Williams column: Good memories of Granite Quarry School
Published 12:00 am Wednesday, February 29, 2012
By Mack Williams
For the Salisbury Post
Some places, single in theme, consist of several components. On the whole, I attended Granite Quarry School in the late 1950s to mid 1960s, but in the immediacy of our passing school days, I encountered separate and different aspects of that whole.
I began my school career there in a low-slung, relatively modern-looking building, then later progressed to a seemingly older, two-story brick structure, with the last grades being spent in a construction whose exterior consisted of stone originating from that place for which both the town and school were named.
In earlier grades, the more modern squares of tile on the hallway floor gave a light, tapping sound to the childrens’ footfalls, while the worn, wooden floors of the older buildings gave more resonance to slighty older, slightly weightier feet. That resonant wood, being much more sonorous than tile, made those feet sound much more grown than they were.
Along with its well-marked diamond, the baseball field had its covered, wooden semi-circular stadium, particularly designed for the observation of that sport. The grass of the football field was in fine shape from having been used for the home games of the former Granite Quarry High School, and there were bleachers (consisting of boards of wood with metal support), the positioning of which said that those who once sat there had also been the spectators of football games. I remember a couple of those games, but more of the halftime, since my brother Joe played percussion in the Granite Quarry High School band.
The lower grades’ playground, out back, was pretty bare, all of its grass having been worn away over time by multitudes of active children. Only our teachers and we attended the games played there. In the mind of the sports-attending public, no games of competitive importance were played on that spot, only those meeting the definition of “exercise.”
After the grass had been worn away by the children of years before, the soil of red clay had been packed down by similarly occupied little shoes and appeared to be bleached orange by the sun. One time, we believed that treasure was buried beneath a large old tree there, so we laboriously dug through that dried, hardened, orange soil, excavating one massive root before our teacher put a stop to any further uprooting.
I recall a telephone pole at the edge of the lower grades’ playground being used as a softball base. On hotter days, the sun-heated, wood-preserving creosote of the pole would produce something which had the smell and look of tar dripping down its exterior. When I became similarly “heated” by the sun, and our play, I experienced the mixed smells of tar and sweat while standing at that game’s base.

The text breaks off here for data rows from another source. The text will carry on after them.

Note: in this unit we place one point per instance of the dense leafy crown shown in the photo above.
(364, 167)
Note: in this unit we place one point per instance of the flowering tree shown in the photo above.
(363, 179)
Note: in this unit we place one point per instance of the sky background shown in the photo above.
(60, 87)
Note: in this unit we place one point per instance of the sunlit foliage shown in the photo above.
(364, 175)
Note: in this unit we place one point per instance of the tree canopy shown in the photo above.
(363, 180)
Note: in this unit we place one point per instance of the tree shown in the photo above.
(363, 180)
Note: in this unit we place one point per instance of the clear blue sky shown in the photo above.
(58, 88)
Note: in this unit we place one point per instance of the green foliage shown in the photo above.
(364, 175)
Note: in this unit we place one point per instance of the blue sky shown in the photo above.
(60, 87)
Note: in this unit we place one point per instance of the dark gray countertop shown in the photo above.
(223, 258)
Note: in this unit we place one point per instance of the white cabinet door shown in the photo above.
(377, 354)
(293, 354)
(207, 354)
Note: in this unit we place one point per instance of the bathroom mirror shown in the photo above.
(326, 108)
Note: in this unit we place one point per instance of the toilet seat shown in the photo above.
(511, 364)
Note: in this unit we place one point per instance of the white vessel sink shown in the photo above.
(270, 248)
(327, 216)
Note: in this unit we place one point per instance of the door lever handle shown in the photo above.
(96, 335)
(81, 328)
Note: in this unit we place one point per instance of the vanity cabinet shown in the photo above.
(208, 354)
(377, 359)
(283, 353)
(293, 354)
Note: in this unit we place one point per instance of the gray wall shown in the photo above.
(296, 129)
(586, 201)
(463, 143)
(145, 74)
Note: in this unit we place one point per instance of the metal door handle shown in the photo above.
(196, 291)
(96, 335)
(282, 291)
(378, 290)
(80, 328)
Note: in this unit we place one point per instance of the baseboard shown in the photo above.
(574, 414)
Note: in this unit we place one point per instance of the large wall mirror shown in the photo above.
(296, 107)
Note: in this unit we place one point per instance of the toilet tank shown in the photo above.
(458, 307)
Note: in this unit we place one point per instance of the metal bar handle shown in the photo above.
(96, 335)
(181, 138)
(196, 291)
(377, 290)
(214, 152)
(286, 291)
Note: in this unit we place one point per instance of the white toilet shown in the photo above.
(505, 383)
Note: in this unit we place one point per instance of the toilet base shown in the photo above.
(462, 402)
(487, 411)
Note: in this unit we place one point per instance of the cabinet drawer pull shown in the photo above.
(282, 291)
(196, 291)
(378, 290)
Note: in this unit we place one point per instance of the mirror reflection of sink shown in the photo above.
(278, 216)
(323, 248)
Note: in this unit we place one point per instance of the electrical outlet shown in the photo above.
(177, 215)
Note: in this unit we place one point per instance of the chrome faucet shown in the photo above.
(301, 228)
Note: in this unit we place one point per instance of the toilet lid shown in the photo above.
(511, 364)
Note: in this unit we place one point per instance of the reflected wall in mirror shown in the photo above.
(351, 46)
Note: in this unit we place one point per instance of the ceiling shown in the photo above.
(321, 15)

On clear winter days, I would sometimes look straight up to the sky’s zenith from that lower-grades’ playground. The shade of blue directly above me was much deeper than at the lesser angles of my looking, seemingly colored by the blackness beyond, giving me the feeling that I was looking into space on a sunlit day.
Some years ago, the old two-story, brick classroom building was demolished, but the adjacent one, with granite exterior, toward the auditorium, still stands, sort of proving that, like diamonds, “granite is forever.” Nowadays, aggregate cinderblock is more favored in school construction than granite. Cinderblock is man-made, put together in furnaces above the ground, rather than in those natural furnaces below (furnaces much hotter than the fire breathed by a dragon, the Granite Quarry school mascot). Those eons-old, subterranean, “infernal” furnaces fused quartz, mica and feldspar into something which makes for much longer-lasting buildings, as well as even longer-lasting markers for graves.
One day, this much-senior “dragon” may visit Granite Quarry School to walk its halls and grounds in reminiscence. Perhaps I will encounter the ghost of my old principal, Mr. C. L. Barnhardt, who will look as he looked then. Upon noticing me, he will probably also see me as I appeared in those years (ghosts are notoriously known for being “stuck” in the past). He will tell me that he had always been of the opinion that I was a good little boy, but that this mischievous behavior of leaving the classroom on my own has left him surprised and somewhat disappointed! After having admonished me for my wandering the halls and grounds of Granite Quarry School by myself, Mr. Barnhardt will then firmly insist that I accompany him back to class.